Users don't read manuals. If you expect the user to read the manual to use your product, you have failed.
Most office workers spend very little time interacting with the desktop. They'll have some office suite open, or they'll have their niche piece of software, or they'll be using some manufacturing / accounts (I'm trying to describe things like Sage Line 50, Line 100, etc) open.

The barrier to Linux on the desktop in that situation is not the desktop being used, but the main bit of software being used.

Provide Line 100 in Linux, or EMIS (Egton Medical Information Systems or similar) on Linux with some decent support system and you'd get a lot of uptake.

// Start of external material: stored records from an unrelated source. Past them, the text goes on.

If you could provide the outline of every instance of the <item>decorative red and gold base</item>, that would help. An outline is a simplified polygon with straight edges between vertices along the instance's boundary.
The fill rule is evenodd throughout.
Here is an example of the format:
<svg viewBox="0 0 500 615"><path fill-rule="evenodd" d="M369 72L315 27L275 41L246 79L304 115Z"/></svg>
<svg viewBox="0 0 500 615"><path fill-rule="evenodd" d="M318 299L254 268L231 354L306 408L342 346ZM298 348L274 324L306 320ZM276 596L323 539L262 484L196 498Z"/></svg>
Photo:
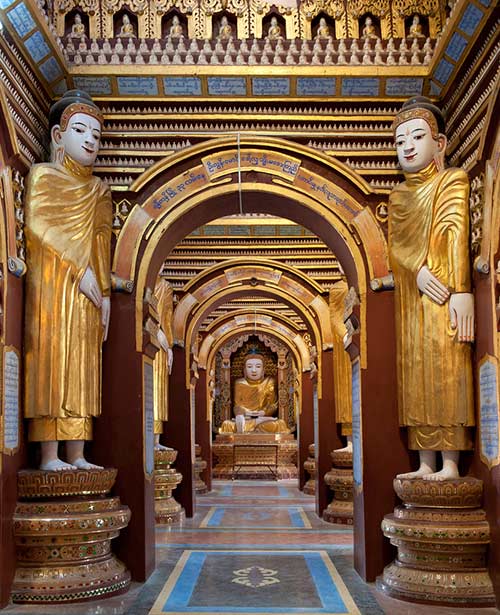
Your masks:
<svg viewBox="0 0 500 615"><path fill-rule="evenodd" d="M333 468L325 474L325 483L333 491L333 500L323 511L328 523L352 525L354 514L352 452L332 451Z"/></svg>
<svg viewBox="0 0 500 615"><path fill-rule="evenodd" d="M207 469L207 462L201 458L201 446L199 444L194 445L194 490L195 493L201 494L208 491L208 487L205 481L201 478L201 473Z"/></svg>
<svg viewBox="0 0 500 615"><path fill-rule="evenodd" d="M309 444L309 457L304 461L304 470L309 474L309 480L306 481L302 490L306 495L316 494L316 447L314 444Z"/></svg>
<svg viewBox="0 0 500 615"><path fill-rule="evenodd" d="M297 441L292 434L218 434L212 446L214 478L233 478L233 447L235 444L243 447L238 450L238 459L244 463L238 468L238 478L263 479L273 476L274 468L269 467L269 451L262 449L262 455L259 455L258 447L263 444L278 447L275 478L297 478ZM244 447L248 451L246 458Z"/></svg>
<svg viewBox="0 0 500 615"><path fill-rule="evenodd" d="M172 491L182 481L182 474L170 466L177 459L177 451L155 451L155 520L161 525L172 525L184 520L182 506L175 501Z"/></svg>
<svg viewBox="0 0 500 615"><path fill-rule="evenodd" d="M385 516L382 530L398 556L377 580L378 588L408 602L493 606L482 481L395 479L394 489L404 504Z"/></svg>
<svg viewBox="0 0 500 615"><path fill-rule="evenodd" d="M14 602L78 602L128 589L130 573L111 553L111 540L127 527L130 510L118 497L104 495L116 474L19 472Z"/></svg>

Remember that small offices (under 20 people) often have no IT department, they have the guy who knows about computers and a support contract. Other people won't know how to CC or BCC, or how to sort a column of numbers in a spreadsheet. See also Google showing that the vast majority of people were using the + operator incorrectly.

In what context did people Google find that people were using + incorrectly? That would make sense in the search bar, because they changed it recently.
Thanks.
Linux is a kernel. Your question could be rephrased as "We have Gnome 2, 3, KDE, XFCE, LXDE, Unity, Cinnamon, Android, WebOS, ChromeOS. Has any of these any chance on the desktop market?" and become meaningful.

Right now, I don't even think PCs as we know them - where we manage locally stored data and applications rather than the curated experiences popularized by Apple - will be a meaningful chunk of the market.

Windows 7 has: Emerge, KDE4Win, Directory Opus, BumpTop, SharpEnviro, and Cairo. And it's doing OK.